Wednesday 17 October 2012

India, Russia to sign pact for hypersonic Brahmos-2



India and Russia will sign an inter-governmental agreement (IGA) to ensure that the Brahmos hypersonic cruise missile programme can move fast. It was decided at the 12th meeting of the India-Russia Inter-governmental Commission on Military Technical Cooperation (IRIGC-MTC) in New Delhi that Russia would cooperate in the programme formally by signing an IGA, after which the flow of funds, technology and other work-share will be streamlined. As of now, both sides, DRDO-BrahMos of India and NPO-Mash of Russia, are working independently on the design of this highly advanced missile. Defence Minister A.K. Antony and his counterpart A.E. Serdyukov met for an annual meeting this week.
The missile is expected to have its first test in 2017, a decade after its first laboratory test in 2007. The Russian Defence Minister has also said on the BrahMos missile joint venture, that both nations were working on the “new generation” missiles that have already been inducted in the Indian Army and Navy, and that the Russians were looking at 1,000 pieces of the missile.
BrahMos Aerospace Centre had made a demonstrator vehicle, last year, to conduct an actual flight of the hypersonic missile, which has a speed between seven and eight mach. A successful test of the technology of the missile has been carried out in a laboratory, at a speed of 6.5 mach.
The hypersonic cruise missile, a more advanced version of the BrahMos, would be ready for its first actual flight in 2017.

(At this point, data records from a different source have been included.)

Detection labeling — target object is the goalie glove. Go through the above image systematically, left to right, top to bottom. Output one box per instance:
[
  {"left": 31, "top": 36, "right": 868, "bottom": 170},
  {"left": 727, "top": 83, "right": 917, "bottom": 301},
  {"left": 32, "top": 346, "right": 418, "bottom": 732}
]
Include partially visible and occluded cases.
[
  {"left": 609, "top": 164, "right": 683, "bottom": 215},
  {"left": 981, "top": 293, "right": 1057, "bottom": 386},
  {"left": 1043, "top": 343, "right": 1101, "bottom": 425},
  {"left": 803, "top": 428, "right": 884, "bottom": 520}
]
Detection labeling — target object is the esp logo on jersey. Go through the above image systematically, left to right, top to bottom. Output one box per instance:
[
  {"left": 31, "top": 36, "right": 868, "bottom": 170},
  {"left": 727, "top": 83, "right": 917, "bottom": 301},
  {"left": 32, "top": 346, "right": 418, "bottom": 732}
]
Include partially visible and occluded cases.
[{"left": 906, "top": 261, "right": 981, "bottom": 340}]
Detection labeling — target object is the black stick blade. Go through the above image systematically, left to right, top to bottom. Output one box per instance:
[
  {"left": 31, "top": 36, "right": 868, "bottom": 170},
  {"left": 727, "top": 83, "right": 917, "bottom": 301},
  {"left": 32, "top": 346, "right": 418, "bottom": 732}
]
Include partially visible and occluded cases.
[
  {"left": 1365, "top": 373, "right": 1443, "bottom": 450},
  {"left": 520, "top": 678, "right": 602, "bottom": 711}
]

DRDO and NPO-Mash are working on a sustained flight scramjet, which will be the core element in the hypersonic version. The mach 8 version of the missile, named as Brahmos-2, will be the first hypersonic cruise missile and is part of the India-Russia 10-year programme on military-technical cooperation, which currently comprises about 13 research-development and production projects.
The around 8 metres long missile system with a scramjet propulsion will have a range of less than 300 km. Scramjet propulsion implies that the combustion of the solid fuel booster will be supersonic to attain a hypersonic speed. A supersonic speed is between one and four mach, while sonic speed is one mach. Subsonic speed is less than one mach. The speed of sound is one mach, which is 330 metres per second. So far, BrahMos has only had ramjet propulsion, which is subsonic combustion to achieve a supersonic speed.
The high supersonic cruise missile can be launched from submarines, ships, aircraft or land. The propulsion of the missile is based on the Russian Yakhont missile, and guidance has been developed by Brahmos Corp. At the above speeds, which is about three times faster than the American subsonic Tomahawk cruise missile. The missile has three propulsion systems. A gas generator, a solid fuel booster to speed it up to Mach 2, and then an air-breathing liquid fuel ramjet which takes over to propel it to its target.
India’s Defence Research and Development Organisation and Russia’s Federal State Unitary Enterprise NPO Mashinostroyenia (NPOM) are the joint venture partners of the company.